HYDERABAD: Scientists from the Center for DNA Fingerprinting and Diagnostics here and Hindu University of Banaras (BHU) have found that several isolated indigenous peoples, such as the Andaman Islanders, with long (homozygous) DNA segments in their genome, are more likely to be more susceptible to COVID-19.
A press release from the CSIR-Center for Cellular and Molecular Biology (CCMB) said that coronavirus infection (SARS-CoV-2) has impacted various ethnic groups around the world and recent studies suggested that indigenous groups in Brazil have been massively affected by Covid-19.
Research carried out by Kumarasamy Thangaraj, Director of CDFD, part of CCMB, here, Professor Gyaneshwer Chaubey from BHU and others was recently published online in the journal Genes and Immunity.
Thangaraj, who traced the origin of the Andaman Islanders, said: “We have investigated high-density genomic data from more than 1,600 individuals from 227 ethnic populations. We found a high frequency of contiguous lengths of homozygous genes among Onge, Jarawa (Andaman tribes ). and some other populations that are isolated and undergo strict inbreeding, which makes them highly susceptible to COVID-19 contagion“.
Researchers have also evaluated ACE2 (Angiotensin Converting Enzyme 2) gene variants that make individuals susceptible to Covid-19. They found that the Jarawa and Onge populations have a high frequency of these mutations, according to the statement.
“There has been some speculation about the effect of Covid-19 among isolated populations.

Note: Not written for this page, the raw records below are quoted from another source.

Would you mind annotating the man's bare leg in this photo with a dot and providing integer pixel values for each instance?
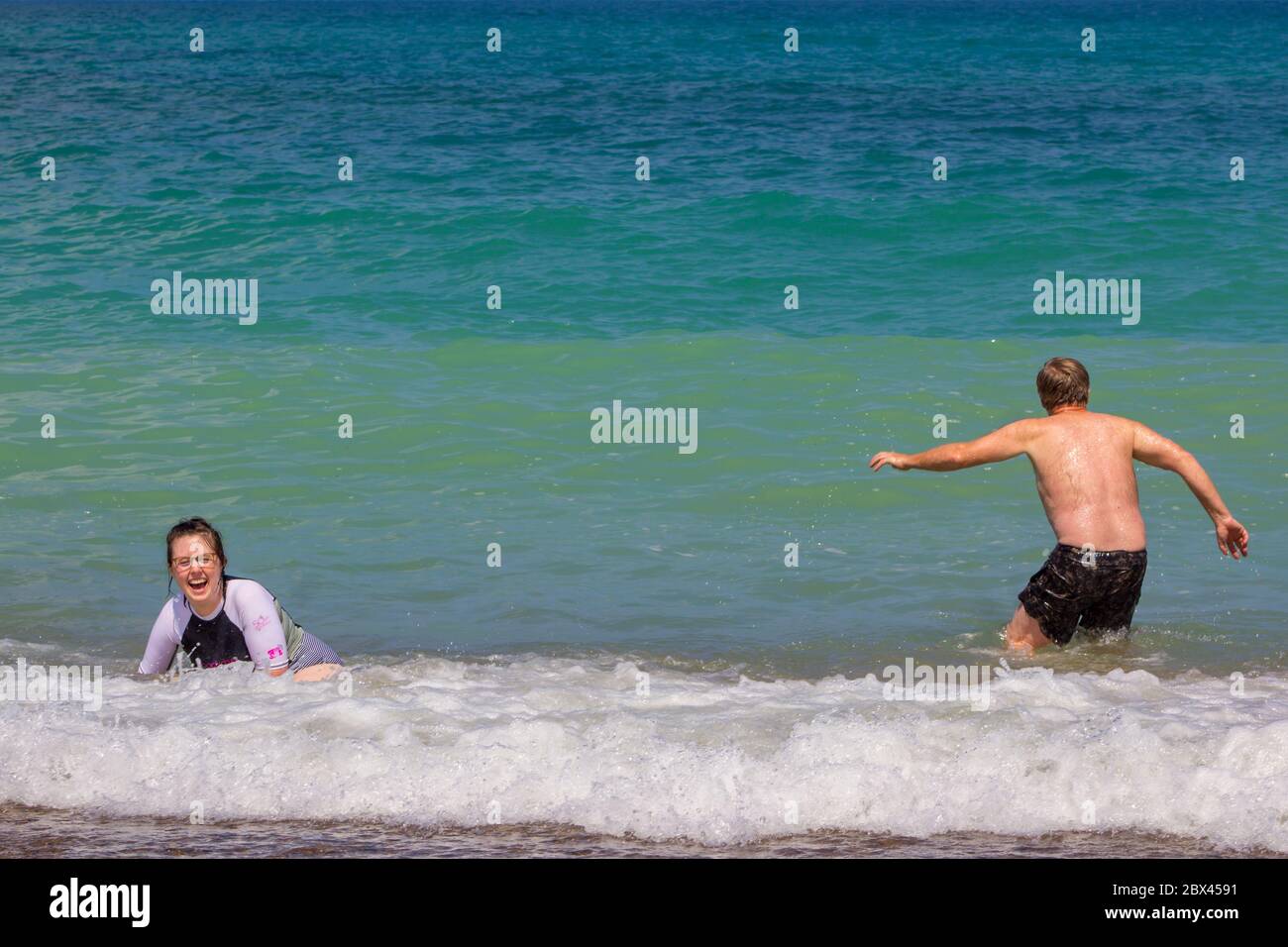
(1024, 634)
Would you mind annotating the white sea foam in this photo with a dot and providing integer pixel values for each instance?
(707, 757)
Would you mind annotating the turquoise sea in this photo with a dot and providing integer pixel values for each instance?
(642, 665)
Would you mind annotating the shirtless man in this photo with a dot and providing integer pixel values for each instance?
(1087, 483)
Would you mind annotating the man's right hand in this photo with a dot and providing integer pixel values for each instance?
(900, 462)
(1232, 539)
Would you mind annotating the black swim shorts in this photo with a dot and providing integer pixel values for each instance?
(1098, 590)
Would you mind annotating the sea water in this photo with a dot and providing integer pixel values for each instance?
(642, 663)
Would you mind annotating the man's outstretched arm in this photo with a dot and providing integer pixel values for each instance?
(1155, 450)
(1004, 444)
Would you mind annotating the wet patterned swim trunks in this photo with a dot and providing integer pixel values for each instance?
(1095, 590)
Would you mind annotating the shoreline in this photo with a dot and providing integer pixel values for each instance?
(43, 832)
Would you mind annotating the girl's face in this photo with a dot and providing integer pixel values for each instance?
(196, 569)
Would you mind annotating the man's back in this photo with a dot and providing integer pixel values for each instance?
(1086, 478)
(1087, 483)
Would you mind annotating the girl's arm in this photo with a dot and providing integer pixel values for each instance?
(161, 643)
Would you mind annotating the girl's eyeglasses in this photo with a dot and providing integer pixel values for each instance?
(198, 561)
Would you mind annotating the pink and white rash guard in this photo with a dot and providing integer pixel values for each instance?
(250, 625)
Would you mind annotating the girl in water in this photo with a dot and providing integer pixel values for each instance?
(218, 618)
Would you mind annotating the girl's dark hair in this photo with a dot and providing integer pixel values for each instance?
(196, 526)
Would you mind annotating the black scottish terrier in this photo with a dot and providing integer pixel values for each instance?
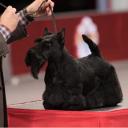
(73, 84)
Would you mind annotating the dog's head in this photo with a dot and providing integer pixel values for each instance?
(48, 46)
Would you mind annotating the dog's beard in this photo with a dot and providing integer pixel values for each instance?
(35, 62)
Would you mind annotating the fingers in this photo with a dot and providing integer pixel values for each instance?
(49, 5)
(11, 9)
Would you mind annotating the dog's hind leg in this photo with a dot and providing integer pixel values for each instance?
(95, 99)
(112, 90)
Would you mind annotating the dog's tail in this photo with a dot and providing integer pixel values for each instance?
(93, 47)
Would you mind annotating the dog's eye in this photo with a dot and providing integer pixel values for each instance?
(47, 45)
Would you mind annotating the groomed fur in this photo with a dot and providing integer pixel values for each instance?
(73, 84)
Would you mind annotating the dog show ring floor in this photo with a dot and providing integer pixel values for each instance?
(24, 100)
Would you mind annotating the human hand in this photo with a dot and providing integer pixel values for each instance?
(47, 7)
(9, 18)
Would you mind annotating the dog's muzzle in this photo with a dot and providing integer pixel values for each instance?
(35, 61)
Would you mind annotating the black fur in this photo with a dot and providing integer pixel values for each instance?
(73, 84)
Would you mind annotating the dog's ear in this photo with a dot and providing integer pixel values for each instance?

However, for the first time, we have used genomic data to access the risk of Covid-19 in small, isolated populations, ”said Professor Chaubey.
The results obtained from this study suggest that there is a need for high-priority protection and maximum care of isolated populations, so that some of the living treasures of modern human evolution are not lost ”, Vinay Kumar Nandicoori, director, CCMB said.